Werner Enterprises Inc., the Omaha, Neb.-based truckload transportation company, reported its 10th consecutive year-over-year quarter of higher operating revenues and earnings for the first quarter
ended March 31, 2004.
Operating revenues increased 11% to $386.3 million compared to $347.2 million in first quarter 2003. Net income increased 31% to $15.6 million compared to $11.8 million in first quarter 2003. Earnings per share for first quarter 2004 were $.19 per share, or 32% higher than the $.15 per share earned in first quarter 2003.
"During first quarter, we were pleased that the demand for our services was stronger than the weaker demand of first quarter a year ago," said Chairman and Chief Executive Officer Clarence (C.L.) Werner. "Typically, we experience a noticeable decline in freight volumes from the seasonally strong fourth quarter to the seasonally weaker first quarter. However, in first quarter 2004, the normal seasonal freight decline was much lower. As the quarter progressed, freight volumes continued their expected seasonal improvement from January through March, which continued into the first half of April 2004."
"We anticipated that the new [hours of service] regulations could have an overall negative impact on our average miles per tractor due to operational changes, primarily resulting from the new 14-hour on-duty rule. However, for first quarter 2004 compared to first quarter 2003, average miles per tractor increased 1.3%, even after considering the 13% decline in average trip length," Werner said. "These excellent results are attributable to our extensive HOS planning and driver training, effective utilization of our proprietary paperless log software, improved freight demand, better throughput at customer shipping and receiving facilities, the new 34-hour restart driving rule, and one more business day in first quarter 2004 compared to first quarter 2003 (64 business days compared to 63 business days). We were very pleased that our medium-to-long haul drivers did not experience a decline in miles per truck.
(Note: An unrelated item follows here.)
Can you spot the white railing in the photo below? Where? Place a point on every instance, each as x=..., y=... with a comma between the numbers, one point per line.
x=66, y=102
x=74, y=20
"As a result of the HOS rule changes, we implemented increased accessorial rates with our customers for multiple stop shipments and tractor detention in first quarter 2004. We also increased driver pay for multiple stop shipments and unanticipated delays that cause truck downtime. Multiple stop revenue for non-dedicated shipments increased slightly from first quarter 2003 to first quarter 2004, as the increased rates per stop were offset by a 25% reduction in the number of multiple stops. Tractor detention revenue increased only slightly as many customers made operational changes to improve throughput at shipping and receiving facilities, thereby reducing tractor delays," Werner said.